A spokesman for Royal Ahold NV, the Netherlands-based food marketing conglomerate, said it was too soon to say how many of the jobs will come from the Columbia headquarters. But it is estimated that up to 500 of the cuts will be to administrative jobs spread throughout its 70 divisions nationwide.
U.S. Foodservice officials confirmed two weeks ago that an unspecified number of employees had already been laid off in Maryland as part of the restructuring plan revealed Nov. 29. The company employs more than 29,000 people nationwide and is the second-largest food distributor behind Houston-based Sysco Corp.
"We have to say this with some pain, but when you are rationalizing your business and trying to make sure 700 jobs are otherwise repositioned, this will mean that some job losses will take place at the headquarters," said Nick Gale, an Ahold spokesman in Amsterdam.
"But significant is too strong a word, and the pain will be divided across the nation," he said when asked if a large number of the job losses would be in Columbia.

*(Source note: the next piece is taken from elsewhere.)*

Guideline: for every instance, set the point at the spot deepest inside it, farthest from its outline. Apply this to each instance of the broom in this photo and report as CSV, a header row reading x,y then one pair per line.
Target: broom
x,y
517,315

The company will take a $50 million to $60 million charge in the fourth quarter to reflect the cost of the layoffs. Ahold's shares closed down a penny to $7.53 per share in U.S. trading yesterday.
The company, which also owns the Giant and Stop & Shop supermarket chains, announced Nov. 29 that it would split U.S. Foodservice into two divisions and cut administrative costs. The plan marked the company's latest efforts to regain its footing after being rocked by an accounting scandal nearly three years ago.
One of the U.S. Foodservice units will deliver bulk food and equipment to institutional buyers, such as hospitals, schools and prisons. The other will focus on fast-food restaurant chains.
"This will only help to make U.S. Foodservice and the position of the current work force ... even stronger because we will cut down to what it takes to make us most effective," Gale said.
U.S. Foodservice was at the center of Ahold's accounting scandal disclosed in February 2003, and the division has been in restructuring mode ever since. The company said it had inflated earnings by improperly booking volume discounts paid by suppliers over the course of several years. A number of company executives and vendors face trial on a variety of charges, including securities fraud. Ahold recently agreed to pay $1.1 billion to settle a securities fraud class action lawsuit related to the scandal.
U.S. Foodservice remains a cash cow for Ahold, generating 2004 sales of $18.8 billion. But many industry analysts think Ahold will eventually sell the business to raise cash and improve its credit rating.